Risoleta C Pinto Pedro
Noventa e nove não é cem
Nesta crónica fala-se de lixo. E descobre-se que realmente nem tudo é o que parece. Pessoas que são tratadas como lixo, afinal são ouro e o lixo, afinal, vale mesmo muito dinheiro. Quando olhado sob um determinado ponto de vista. O do amor.
A história que vou contar passa-se no Brasil, onde existe o maior aterro sanitário do mundo, chamado do Gramacho. Ali passam os seus dias (e noites) homens e mulheres, os catadores, em busca do que nós deitamos fora. São trabalhadores altamente especializados. Uns recolhem plásticos, outros material orgânico, papel, vidros de determinadas cores, roupas, livros, reproduções de arte, dividem-se por materiais. Enchem enormes sacos e são pagos pelo que recolhem. Às vezes, no meio do lixo, aparecem corpos. Esses corpos podem ser de bebés. Já aconteceu.
Estão organizados numa associação de catadores e entre eles há pessoas imensamente sensíveis que salvam livros.
Trabalham cooperando com enormes bandos de aves de rapina. Cada um sabe o que procura.
No meio do lixo fala-se de Marat, Maquiavel, Nietzche. Sonham, com esses livros, fazer uma biblioteca da associação. Interrogam-se por que razão as pessoas deitam fora tão preciosos objetos.
E entretanto chega alguém.
É quando o amor saído do lixo se transforma em arte
Chama-se Vik Muniz, é brasileiro, artista plástico de sucesso, residindo no estrangeiro, que não esqueceu de onde partiu: uma família pobre.
É este aterro o espaço escolhido para a alquimia. E tem razão. Sempre os alquimistas partiram dos menos nobres materiais. É esse o desafio.
Faz do aterro o seu atelier, conversa com as pessoas, conhece-as, ouve-as, fotografa-as (obra ao negro). Amplia as fotos e num enorme armazém coloca-as no chão e são os protagonistas que vão preencher os contornos, encher os espaços das fotos, com... lixo (obra ao rubro).
O produto final será mais uma vez fotografado e vendido em Londres, num leilão, por uma Galeria de prestígio. Por muito dinheiro. Tudo reverte a favor das pessoas e das suas vidas, da sua associação; algumas vão devolver comunitariamente o que recebem com este produto (obra ao branco).
Segundo soube, o seu autor esteve cá recentemente, na Culturgest. Não o autor do lixo (esse somos nós), mas o alquimista, o criador da transformação.
Este filme:
http://www.youtube.com/watch?v=udpDCiLrg4k
tem a duração de uma hora e trinta e quatro minutos de iluminação com efeitos de longa duração no nosso nível de inspiração, felicidade e esperança.

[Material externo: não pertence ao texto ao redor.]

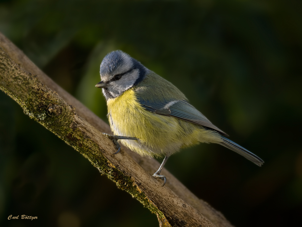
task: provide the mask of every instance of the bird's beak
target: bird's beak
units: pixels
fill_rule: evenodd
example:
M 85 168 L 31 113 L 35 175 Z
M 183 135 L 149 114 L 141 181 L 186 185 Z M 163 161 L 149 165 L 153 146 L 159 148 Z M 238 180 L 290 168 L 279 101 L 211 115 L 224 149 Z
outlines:
M 95 85 L 95 87 L 99 87 L 100 88 L 102 88 L 104 87 L 107 87 L 107 85 L 106 84 L 104 83 L 104 81 L 102 81 L 99 83 L 98 83 L 96 85 Z

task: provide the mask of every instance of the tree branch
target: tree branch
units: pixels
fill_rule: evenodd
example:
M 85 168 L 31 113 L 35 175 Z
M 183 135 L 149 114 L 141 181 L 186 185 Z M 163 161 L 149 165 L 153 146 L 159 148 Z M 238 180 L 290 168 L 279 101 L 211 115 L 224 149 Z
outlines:
M 127 153 L 122 150 L 112 154 L 116 151 L 113 143 L 99 131 L 111 133 L 109 126 L 48 77 L 1 33 L 0 47 L 0 89 L 30 117 L 156 213 L 162 226 L 232 226 L 165 169 L 163 174 L 169 180 L 167 186 L 161 187 L 162 182 L 149 174 L 159 165 L 156 160 L 126 149 Z

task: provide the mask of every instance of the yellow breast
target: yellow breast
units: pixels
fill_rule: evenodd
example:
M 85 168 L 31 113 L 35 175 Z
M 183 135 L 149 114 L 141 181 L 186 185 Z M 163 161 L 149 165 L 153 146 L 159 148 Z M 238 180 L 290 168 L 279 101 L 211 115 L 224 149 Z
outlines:
M 114 135 L 139 139 L 119 142 L 143 156 L 170 155 L 182 147 L 204 142 L 201 137 L 209 134 L 206 132 L 209 130 L 195 124 L 146 110 L 138 102 L 133 88 L 109 99 L 107 104 Z

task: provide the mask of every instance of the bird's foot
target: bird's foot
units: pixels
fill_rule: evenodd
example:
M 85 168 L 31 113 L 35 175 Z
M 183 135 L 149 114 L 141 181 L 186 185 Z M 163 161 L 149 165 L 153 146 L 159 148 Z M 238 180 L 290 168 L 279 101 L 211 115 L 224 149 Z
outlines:
M 113 135 L 108 134 L 108 133 L 102 133 L 103 135 L 105 136 L 106 137 L 109 138 L 112 141 L 114 145 L 115 145 L 115 148 L 117 149 L 117 151 L 115 153 L 114 153 L 113 154 L 117 154 L 120 150 L 120 145 L 118 143 L 117 140 L 138 140 L 138 138 L 136 137 L 124 137 L 122 136 L 115 136 Z
M 166 178 L 166 177 L 164 176 L 163 175 L 159 175 L 159 173 L 158 173 L 157 172 L 156 172 L 155 173 L 152 175 L 152 176 L 157 179 L 160 179 L 164 181 L 164 183 L 162 183 L 162 187 L 166 183 L 166 182 L 167 181 L 167 178 Z

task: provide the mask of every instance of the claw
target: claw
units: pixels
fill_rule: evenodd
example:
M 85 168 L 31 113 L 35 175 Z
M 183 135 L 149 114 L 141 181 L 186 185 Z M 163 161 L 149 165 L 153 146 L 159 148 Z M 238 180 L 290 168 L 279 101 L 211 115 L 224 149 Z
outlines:
M 114 153 L 113 154 L 116 154 L 120 151 L 120 145 L 118 143 L 117 140 L 138 140 L 138 138 L 136 137 L 124 137 L 121 136 L 114 136 L 113 135 L 110 135 L 108 133 L 102 133 L 106 137 L 108 137 L 112 141 L 114 145 L 115 145 L 115 148 L 117 149 L 117 151 L 115 153 Z
M 153 176 L 157 178 L 157 179 L 160 179 L 164 181 L 164 183 L 162 185 L 162 187 L 163 186 L 166 184 L 166 182 L 167 182 L 167 178 L 166 178 L 165 176 L 163 175 L 159 175 L 157 174 L 157 173 L 156 173 L 154 174 L 153 174 Z

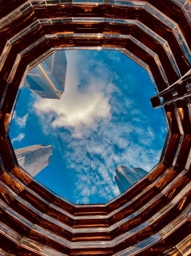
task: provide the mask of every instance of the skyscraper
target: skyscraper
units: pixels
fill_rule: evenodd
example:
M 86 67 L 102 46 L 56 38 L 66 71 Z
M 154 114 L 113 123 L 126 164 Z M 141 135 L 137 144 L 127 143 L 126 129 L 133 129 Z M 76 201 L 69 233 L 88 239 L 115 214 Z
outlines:
M 124 165 L 119 165 L 115 169 L 115 179 L 121 193 L 135 184 L 147 173 L 141 168 L 130 169 Z
M 1 254 L 190 255 L 190 0 L 0 4 Z M 168 132 L 145 178 L 104 204 L 76 205 L 15 165 L 7 124 L 29 66 L 56 49 L 90 48 L 120 50 L 147 70 Z
M 65 52 L 56 51 L 30 70 L 24 85 L 42 98 L 60 99 L 64 91 L 66 69 Z
M 19 165 L 32 177 L 46 167 L 51 161 L 53 149 L 42 144 L 15 149 Z

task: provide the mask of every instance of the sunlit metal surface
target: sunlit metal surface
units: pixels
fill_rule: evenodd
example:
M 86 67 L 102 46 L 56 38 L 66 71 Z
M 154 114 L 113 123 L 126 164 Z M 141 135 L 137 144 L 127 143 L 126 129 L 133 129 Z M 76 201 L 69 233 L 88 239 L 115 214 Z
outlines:
M 189 255 L 190 2 L 7 2 L 0 1 L 0 254 Z M 28 71 L 56 50 L 72 49 L 119 50 L 139 64 L 167 119 L 160 162 L 105 204 L 76 205 L 48 190 L 18 167 L 8 137 Z

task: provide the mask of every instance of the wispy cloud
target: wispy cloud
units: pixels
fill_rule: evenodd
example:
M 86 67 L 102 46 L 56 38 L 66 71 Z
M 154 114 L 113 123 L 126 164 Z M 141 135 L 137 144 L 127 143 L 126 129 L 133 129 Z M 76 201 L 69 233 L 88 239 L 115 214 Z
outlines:
M 24 129 L 25 128 L 28 116 L 29 113 L 26 113 L 22 117 L 18 116 L 17 116 L 16 112 L 15 111 L 13 115 L 13 119 L 20 128 Z
M 114 180 L 118 165 L 152 168 L 161 144 L 146 110 L 133 100 L 137 81 L 128 76 L 122 80 L 115 73 L 116 53 L 109 53 L 106 64 L 98 53 L 67 53 L 61 100 L 37 99 L 33 109 L 73 172 L 76 202 L 88 203 L 97 194 L 106 201 L 119 194 Z
M 25 137 L 24 133 L 20 133 L 17 136 L 15 137 L 14 138 L 12 138 L 11 142 L 13 143 L 15 141 L 20 141 L 23 140 Z

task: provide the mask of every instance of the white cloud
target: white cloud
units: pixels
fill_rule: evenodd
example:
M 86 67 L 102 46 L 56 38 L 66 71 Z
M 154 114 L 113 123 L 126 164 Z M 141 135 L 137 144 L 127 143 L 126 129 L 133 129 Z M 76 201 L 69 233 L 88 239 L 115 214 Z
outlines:
M 13 143 L 14 141 L 20 141 L 24 137 L 25 134 L 24 133 L 20 133 L 17 137 L 15 137 L 11 140 L 11 142 Z
M 61 99 L 38 99 L 34 108 L 41 118 L 48 113 L 52 128 L 72 127 L 73 136 L 80 137 L 84 127 L 95 129 L 99 120 L 107 122 L 110 119 L 109 100 L 114 87 L 107 70 L 104 73 L 97 71 L 99 77 L 96 77 L 96 73 L 90 76 L 85 70 L 78 68 L 76 59 L 80 55 L 72 53 L 70 55 L 72 61 L 68 63 L 65 92 Z M 96 67 L 98 70 L 98 63 Z M 82 79 L 88 80 L 85 87 L 80 87 Z
M 23 117 L 17 116 L 16 112 L 14 112 L 13 115 L 13 119 L 14 119 L 16 124 L 19 126 L 19 128 L 24 128 L 26 121 L 27 121 L 28 116 L 29 113 L 26 113 Z
M 97 194 L 109 200 L 119 194 L 115 168 L 123 164 L 149 171 L 159 161 L 160 149 L 153 146 L 156 136 L 145 113 L 115 85 L 115 72 L 98 58 L 83 61 L 79 52 L 67 54 L 61 100 L 37 99 L 33 109 L 73 170 L 76 202 L 88 203 Z M 109 58 L 117 67 L 118 58 Z M 130 80 L 130 91 L 135 82 Z

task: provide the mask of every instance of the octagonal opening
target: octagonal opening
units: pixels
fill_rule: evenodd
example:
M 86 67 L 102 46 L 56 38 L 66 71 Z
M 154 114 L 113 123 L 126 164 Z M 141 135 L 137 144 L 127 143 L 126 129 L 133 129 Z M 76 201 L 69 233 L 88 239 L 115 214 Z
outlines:
M 148 171 L 158 162 L 166 125 L 161 109 L 152 107 L 147 71 L 125 55 L 66 55 L 61 100 L 42 99 L 23 86 L 10 136 L 14 149 L 52 146 L 51 164 L 35 176 L 46 186 L 75 203 L 105 203 L 119 194 L 118 165 Z

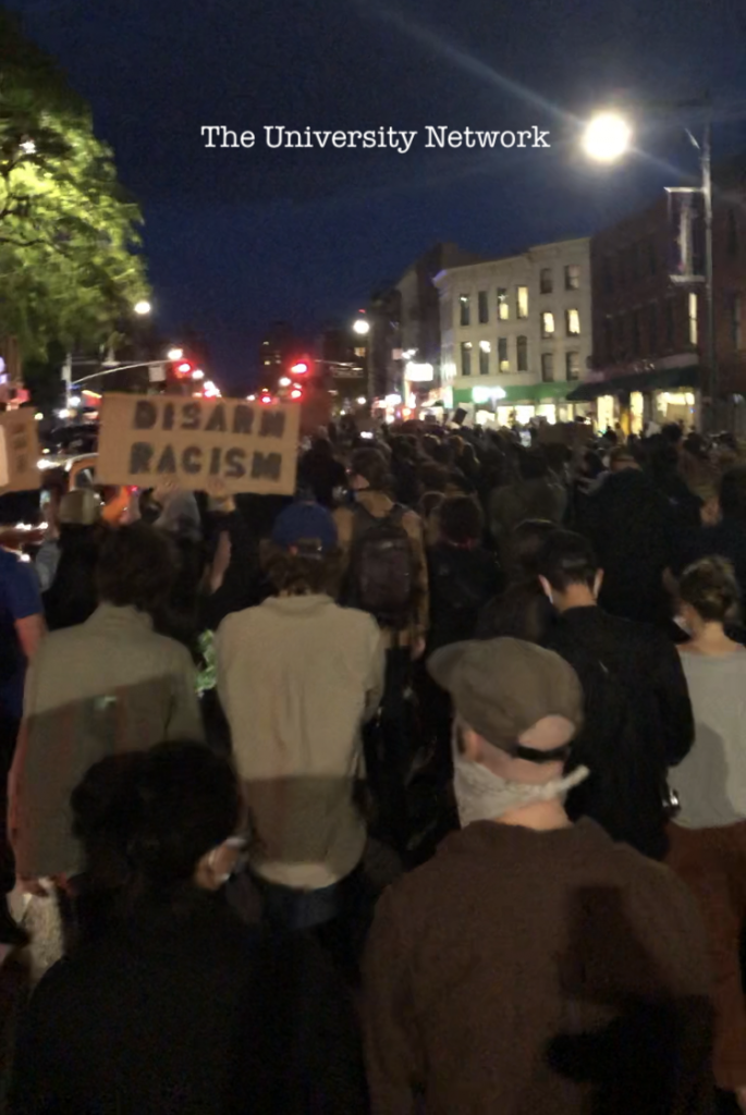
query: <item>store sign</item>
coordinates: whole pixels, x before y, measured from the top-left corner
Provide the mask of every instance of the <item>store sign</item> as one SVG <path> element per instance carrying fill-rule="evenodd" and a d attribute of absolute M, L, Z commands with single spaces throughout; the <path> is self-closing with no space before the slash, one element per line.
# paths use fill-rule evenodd
<path fill-rule="evenodd" d="M 106 395 L 96 478 L 154 487 L 173 481 L 205 491 L 292 495 L 300 427 L 297 404 Z"/>
<path fill-rule="evenodd" d="M 413 363 L 411 360 L 406 365 L 404 375 L 410 384 L 432 384 L 435 379 L 432 363 Z"/>

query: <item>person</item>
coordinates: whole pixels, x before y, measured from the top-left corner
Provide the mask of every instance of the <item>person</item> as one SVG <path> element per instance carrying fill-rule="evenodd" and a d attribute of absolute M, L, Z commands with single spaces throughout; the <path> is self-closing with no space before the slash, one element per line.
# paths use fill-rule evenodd
<path fill-rule="evenodd" d="M 380 899 L 365 962 L 374 1115 L 710 1111 L 704 931 L 687 888 L 590 820 L 563 772 L 572 668 L 513 639 L 446 647 L 462 828 Z"/>
<path fill-rule="evenodd" d="M 62 496 L 58 560 L 42 598 L 50 631 L 85 623 L 96 610 L 96 563 L 103 537 L 100 517 L 101 501 L 93 488 L 77 488 Z"/>
<path fill-rule="evenodd" d="M 490 500 L 490 527 L 503 564 L 507 563 L 511 534 L 520 523 L 549 518 L 559 524 L 568 501 L 562 485 L 550 477 L 546 457 L 540 449 L 522 449 L 517 459 L 520 481 L 498 487 Z"/>
<path fill-rule="evenodd" d="M 361 728 L 380 702 L 385 653 L 375 620 L 335 603 L 337 565 L 329 512 L 291 506 L 267 556 L 275 594 L 227 615 L 215 641 L 258 837 L 249 867 L 268 921 L 291 930 L 357 924 L 362 902 Z"/>
<path fill-rule="evenodd" d="M 674 559 L 677 522 L 631 449 L 611 450 L 610 473 L 579 507 L 577 530 L 592 543 L 604 571 L 601 607 L 665 627 L 670 614 L 663 573 Z"/>
<path fill-rule="evenodd" d="M 225 900 L 243 812 L 230 764 L 188 741 L 86 774 L 72 813 L 99 920 L 32 996 L 14 1115 L 362 1115 L 333 970 L 312 941 L 263 941 Z"/>
<path fill-rule="evenodd" d="M 0 546 L 0 944 L 26 943 L 8 909 L 16 869 L 7 832 L 7 786 L 23 711 L 26 671 L 45 630 L 33 571 L 17 554 Z"/>
<path fill-rule="evenodd" d="M 202 738 L 190 653 L 153 630 L 173 575 L 161 533 L 144 523 L 112 531 L 96 571 L 98 608 L 47 636 L 36 653 L 9 780 L 17 874 L 31 893 L 45 892 L 46 878 L 75 890 L 81 852 L 69 798 L 93 763 Z"/>
<path fill-rule="evenodd" d="M 690 886 L 715 967 L 715 1075 L 746 1111 L 746 1004 L 739 948 L 746 927 L 746 650 L 725 623 L 739 604 L 720 558 L 690 565 L 679 584 L 690 641 L 679 647 L 694 706 L 695 744 L 671 773 L 680 812 L 668 863 Z"/>
<path fill-rule="evenodd" d="M 571 817 L 593 817 L 616 840 L 662 859 L 667 773 L 694 741 L 687 682 L 672 642 L 657 628 L 599 607 L 603 571 L 590 543 L 556 531 L 537 559 L 541 585 L 559 613 L 545 646 L 577 670 L 585 729 L 575 757 L 591 776 L 568 798 Z"/>
<path fill-rule="evenodd" d="M 449 496 L 438 508 L 439 541 L 428 551 L 428 653 L 471 639 L 479 612 L 501 588 L 501 570 L 479 544 L 484 515 L 471 496 Z"/>

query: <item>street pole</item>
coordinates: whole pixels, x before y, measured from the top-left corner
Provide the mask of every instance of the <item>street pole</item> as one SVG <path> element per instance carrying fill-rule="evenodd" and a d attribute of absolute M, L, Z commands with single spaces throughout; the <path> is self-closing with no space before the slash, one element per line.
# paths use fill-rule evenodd
<path fill-rule="evenodd" d="M 705 200 L 705 299 L 707 302 L 707 394 L 709 406 L 707 408 L 706 433 L 715 434 L 718 425 L 718 368 L 717 347 L 715 340 L 715 283 L 714 283 L 714 251 L 713 251 L 713 171 L 711 171 L 711 120 L 705 125 L 705 134 L 701 146 L 701 182 L 703 197 Z"/>

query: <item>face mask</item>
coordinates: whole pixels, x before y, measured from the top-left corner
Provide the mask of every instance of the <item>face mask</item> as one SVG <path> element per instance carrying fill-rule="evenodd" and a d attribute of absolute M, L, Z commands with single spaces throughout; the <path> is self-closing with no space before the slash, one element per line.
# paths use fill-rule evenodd
<path fill-rule="evenodd" d="M 475 821 L 496 821 L 535 802 L 551 802 L 555 797 L 563 801 L 568 791 L 584 782 L 589 774 L 588 767 L 578 767 L 570 775 L 537 786 L 508 782 L 481 763 L 464 758 L 454 746 L 454 793 L 462 828 Z"/>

Um dos catadores, um homem sem instrução, faz um pequeno discurso simples sobre ecologia e reciclagem e remata, em oposição aos que defendem a inutilidade da separação de lixos: "Uma latinha tem grande importância, porque 99 não é 100"
O mais belo e eficaz discurso ecológico que alguma vez ouvi.
As mais belas e alquímicas obras de arte que alguma vez vi. Poderosas como um milagre.
O aterro irá ser descativado em 2012, as vidas de todos os que participaram mudou dramaticamente para melhor, o dinheiro obtido com as obras de arte servirá para auxiliar na transição das vidas dos que ainda lá trabalham, foi criado um centro educativo e uma biblioteca.
As peças estão em museus e nas casas (mais precisamente barracas) daqueles sem os quais estas peças não existiriam.